Przez ostatnie 20 lat, naukowcy stworzyli różne typy wektorów adenowirusowych, bazując głównie na modyfikacjach ich genomu przy wykorzystaniu metod biologii molekularnej. Jako pierwsze zostały użyte tzw. wektory pierwszej generacji o pojemności 8kb, charakteryzujące się delecją genu E1 (wymaganego do replikacji) i z optymalizowanym regionem genu E3. Wektory te mogą pośredniczyć w silnej, ale krótko-terminowej ekspresji genu. Czas trwania ekspresji genu jest jednak ograniczony, ze względu na obecne w wektorze wirusowe geny, które pomimo delecji E1 ulegają na niskim poziomie ekspresji, w efekcie wiąże się to z bezpośrednią toksycznością dla biorcy. Oprócz tego, produkty genów, w tym i transgenu, indukują odpowiedź immunologiczną prowadzącą w ostateczności do zaniku ekspresji genu. Ta cecha z pewnych względów niekorzystna, może przyczynić się do wykorzystania tych wektorów do produkcji genetycznych szczepionek.
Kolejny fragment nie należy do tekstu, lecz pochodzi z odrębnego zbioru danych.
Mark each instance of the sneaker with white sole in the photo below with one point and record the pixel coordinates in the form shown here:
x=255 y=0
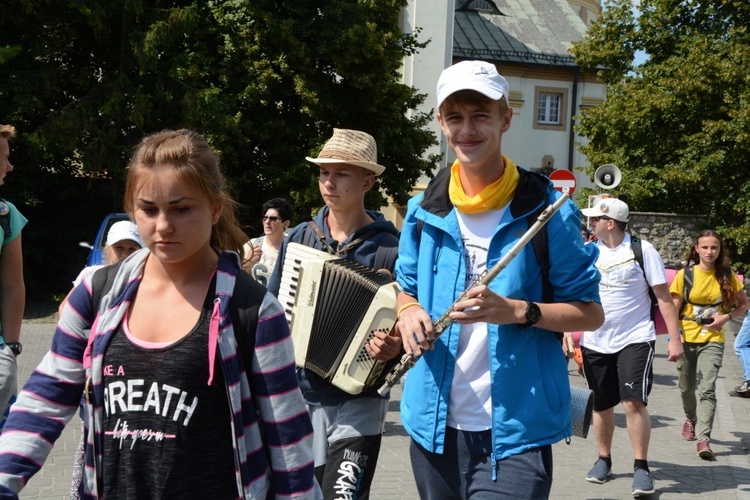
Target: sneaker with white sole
x=599 y=473
x=643 y=483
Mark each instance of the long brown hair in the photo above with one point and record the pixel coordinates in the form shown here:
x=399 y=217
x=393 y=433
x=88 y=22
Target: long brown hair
x=722 y=268
x=189 y=156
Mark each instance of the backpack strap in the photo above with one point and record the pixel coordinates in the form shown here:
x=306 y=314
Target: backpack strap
x=243 y=308
x=637 y=247
x=5 y=218
x=101 y=283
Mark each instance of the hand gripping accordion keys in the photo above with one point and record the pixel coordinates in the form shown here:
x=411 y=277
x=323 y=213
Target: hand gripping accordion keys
x=582 y=399
x=334 y=306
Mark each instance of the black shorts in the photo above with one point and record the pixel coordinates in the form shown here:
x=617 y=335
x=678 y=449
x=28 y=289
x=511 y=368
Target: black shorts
x=626 y=375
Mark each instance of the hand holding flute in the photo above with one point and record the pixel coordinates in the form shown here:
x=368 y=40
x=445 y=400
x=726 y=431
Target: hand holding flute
x=477 y=303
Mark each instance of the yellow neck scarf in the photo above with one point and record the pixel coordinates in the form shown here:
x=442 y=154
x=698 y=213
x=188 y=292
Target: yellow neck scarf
x=496 y=195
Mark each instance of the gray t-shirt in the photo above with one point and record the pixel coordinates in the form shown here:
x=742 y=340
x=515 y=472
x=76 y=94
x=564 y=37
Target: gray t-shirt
x=168 y=433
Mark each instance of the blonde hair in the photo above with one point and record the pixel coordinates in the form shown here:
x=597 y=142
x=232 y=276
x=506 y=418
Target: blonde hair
x=188 y=155
x=7 y=132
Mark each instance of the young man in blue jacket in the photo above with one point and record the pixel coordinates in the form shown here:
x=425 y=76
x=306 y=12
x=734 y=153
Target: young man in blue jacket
x=347 y=429
x=485 y=404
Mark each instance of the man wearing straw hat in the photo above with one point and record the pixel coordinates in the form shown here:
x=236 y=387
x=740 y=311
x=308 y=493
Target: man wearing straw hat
x=347 y=428
x=484 y=405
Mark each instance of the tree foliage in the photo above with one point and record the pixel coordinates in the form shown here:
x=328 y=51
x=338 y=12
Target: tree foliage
x=264 y=81
x=677 y=125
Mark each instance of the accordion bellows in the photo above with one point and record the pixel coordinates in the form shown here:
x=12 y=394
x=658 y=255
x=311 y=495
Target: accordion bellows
x=334 y=307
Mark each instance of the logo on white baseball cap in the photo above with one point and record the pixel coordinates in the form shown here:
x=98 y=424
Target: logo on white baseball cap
x=608 y=207
x=479 y=76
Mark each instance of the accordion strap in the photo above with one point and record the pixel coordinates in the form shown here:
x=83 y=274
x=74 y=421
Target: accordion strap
x=342 y=250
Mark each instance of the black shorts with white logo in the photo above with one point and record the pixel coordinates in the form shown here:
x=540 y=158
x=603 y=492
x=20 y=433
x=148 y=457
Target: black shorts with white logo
x=626 y=375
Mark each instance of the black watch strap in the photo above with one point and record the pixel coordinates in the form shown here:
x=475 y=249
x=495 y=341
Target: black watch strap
x=533 y=314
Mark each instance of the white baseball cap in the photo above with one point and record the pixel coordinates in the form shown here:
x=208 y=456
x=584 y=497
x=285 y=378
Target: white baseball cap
x=124 y=230
x=479 y=76
x=608 y=207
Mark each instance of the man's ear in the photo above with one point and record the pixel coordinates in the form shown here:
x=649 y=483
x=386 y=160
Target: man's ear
x=369 y=181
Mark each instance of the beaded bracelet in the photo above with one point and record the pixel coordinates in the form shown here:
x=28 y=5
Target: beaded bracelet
x=404 y=307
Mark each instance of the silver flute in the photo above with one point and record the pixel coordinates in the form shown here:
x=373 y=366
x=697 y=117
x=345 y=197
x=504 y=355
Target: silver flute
x=445 y=321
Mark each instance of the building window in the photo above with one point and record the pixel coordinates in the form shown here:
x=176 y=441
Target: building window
x=550 y=108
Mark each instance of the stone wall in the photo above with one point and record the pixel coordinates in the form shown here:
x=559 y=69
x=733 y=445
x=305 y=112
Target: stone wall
x=671 y=234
Kolejna generacja wektorów Ad, charakteryzująca się nie tylko delecją E1, ale także dezaktywacją genów E2 i/lubE4, dzięki czemu ekspresja wirusowych genów jest jeszcze bardziej zredukowana, a ekspresja transgenu w porównaniu z wcześniejszymi wektorami Ad jest wydłużona i nie daje tak silnej odpowiedzi immunologicznej. Zwiększenie pojemności nośnika do 36kb poprzez usunięcie wszystkich wirusowych kodujących sekwencji doprowadziło do powstania trzeciej generacji wektorów Ad. Nie są one już toksyczne dla "biorcy", a ich immunogenność jest ciągle redukowana, pozwalając na długoterminową ekspresję transgenu w takich narządach jak wątroba, oko czy mózg. Jedną z przyjętych strategii, są chemiczne modyfikacje powierzchni kapsydu wirusowego wektora Ad za pomocą syntetycznych polimerów. Najpowszechniej stosowany jest poli-N-(2-hydroksypropylo)metakrylamid (poly-HPMA) i glikol polietylenu (PEG), przy czym ten drugi związek jest powszechniej stosowane ze względu na modyfikacje białek biofarmaceutycznych. Jedną z zalet takich modyfikacji w porównaniu z genetycznymi manipulacjami, jest możliwość podjęcia działań już po wytworzeniu i oczyszczeniu wektora, co umożliwia również wykorzystanie konwencjonalnych komórek jako "producentów"
wektorów. Dodatkowo chemiczna modyfikacja kapsydu może być przygotowana w taki sposób, że w efekcie tysiące aminokwasów powierzchni wirusowego płaszcza mogą być zmienione równocześnie, co jest niemożliwe na drodze modyfikacji genetycznej. Podczas ostatnich paru lat pewne ograniczenia tej techniki stały się oczywiste, tj. np. zmiany w biodystrybucji po dostaniu sie do ustroju.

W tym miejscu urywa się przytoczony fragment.